How to Get Yourself Blacklisted by In-House Counsel

By William Peacock, Esq. on April 08, 2013 | Last updated on March 21, 2019

How do I hate thee, let me count the ways: your cold calls, your billing practices, your soliciting legal work from our MBAs. While in-house attorneys are generally considered to be Jacks and Jills of all trades, they do occasionally have to call upon outside counsel for help. If you want to land (or keep) some of this lucrative work, you have to avoid some of the more common missteps that will land you on the mythical black list.

Though every person has their own individual pet peeves, there are some acts that will irritate even the most even-keeled Ghandi-like attorney.

Solicitation and Cold Calls

IBM general counsel Robert Weber cites issues with cold pitch letters and solicitation as some of his biggest irritants, reports the ABA Journal. If you have no experience and no connection to IBM or Weber personally, you shouldn't be contacting him in hopes of representing IBM in a recently filed lawsuits. Apparently, some firms stalk that docket and send a form letter offering services. IBM typically asks for a list of cases that they've tried in that jurisdiction, which scares off most solicitors.

The other big solicitation no-no is flanking the in-house legal department and asking the MBAs to hook your firm up with legal work. Personal contacts can't hurt your pitch - unless the general counsel feels like he's being forced to hire you.

Limited Communication

Another of Weber's irritants is not understanding your client's needs and desires.
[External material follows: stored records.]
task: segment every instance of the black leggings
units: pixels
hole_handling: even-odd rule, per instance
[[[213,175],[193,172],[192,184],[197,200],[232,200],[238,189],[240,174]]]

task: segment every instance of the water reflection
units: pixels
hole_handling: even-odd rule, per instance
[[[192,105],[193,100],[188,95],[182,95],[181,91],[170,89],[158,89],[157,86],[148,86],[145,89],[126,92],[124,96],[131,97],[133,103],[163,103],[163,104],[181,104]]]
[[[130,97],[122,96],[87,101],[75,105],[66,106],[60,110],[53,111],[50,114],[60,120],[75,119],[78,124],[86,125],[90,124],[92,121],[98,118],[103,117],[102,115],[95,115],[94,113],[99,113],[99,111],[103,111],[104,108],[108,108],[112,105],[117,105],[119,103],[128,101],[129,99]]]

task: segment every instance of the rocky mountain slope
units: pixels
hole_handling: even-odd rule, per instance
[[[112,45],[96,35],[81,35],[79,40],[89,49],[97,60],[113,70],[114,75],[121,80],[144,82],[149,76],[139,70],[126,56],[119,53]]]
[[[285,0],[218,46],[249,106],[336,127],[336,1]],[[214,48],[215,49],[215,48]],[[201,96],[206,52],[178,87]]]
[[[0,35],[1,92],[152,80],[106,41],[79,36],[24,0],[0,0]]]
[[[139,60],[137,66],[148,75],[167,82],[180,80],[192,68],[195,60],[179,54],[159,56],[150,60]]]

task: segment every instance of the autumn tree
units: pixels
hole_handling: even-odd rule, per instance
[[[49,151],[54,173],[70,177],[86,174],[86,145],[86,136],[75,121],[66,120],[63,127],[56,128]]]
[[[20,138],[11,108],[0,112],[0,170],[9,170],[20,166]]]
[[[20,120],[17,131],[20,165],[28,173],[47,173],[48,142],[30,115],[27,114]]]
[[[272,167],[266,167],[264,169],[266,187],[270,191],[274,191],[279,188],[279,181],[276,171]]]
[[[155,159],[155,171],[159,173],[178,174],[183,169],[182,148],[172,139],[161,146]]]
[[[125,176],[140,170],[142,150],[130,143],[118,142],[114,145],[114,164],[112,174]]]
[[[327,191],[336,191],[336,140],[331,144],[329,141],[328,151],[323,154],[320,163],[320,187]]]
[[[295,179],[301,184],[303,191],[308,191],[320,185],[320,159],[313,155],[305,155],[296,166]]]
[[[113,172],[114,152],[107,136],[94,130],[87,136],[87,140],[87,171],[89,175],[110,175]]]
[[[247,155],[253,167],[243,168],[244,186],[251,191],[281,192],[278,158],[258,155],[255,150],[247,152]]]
He once asked outside counsel why a jury trial was not requested in an ongoing case. The response was a four-page memo. Whether Weber's issue was with the length of the memo or the medium of the response, a better strategy would've been to consult with the client before making such a big decision - especially since your client employs its own freaking attorney to handle these matters.

In-house and outside counsel are a team. Decisions should be made with input from both sides. You should also know how in-house counsel likes issues handled. Do they prefer four page memos or a quick discussion of the issue over the phone?

"Piper-ing" the Bill

Too soon? We hope not. After DLA Piper's leaked emails joking about bill padding, and the underlying overbilling lawsuit, we wouldn't be surprised to see a few clients reconsider their choice of counsel. Then again, their reputation should prevent any widespread shedding of clients.

How about you? Can you afford the hit to your reputation? Do you have the resources to lose a major client and defend yourself in litigation over an inflated bill? Keep the bill honest, uninflated, and well notated, just in case.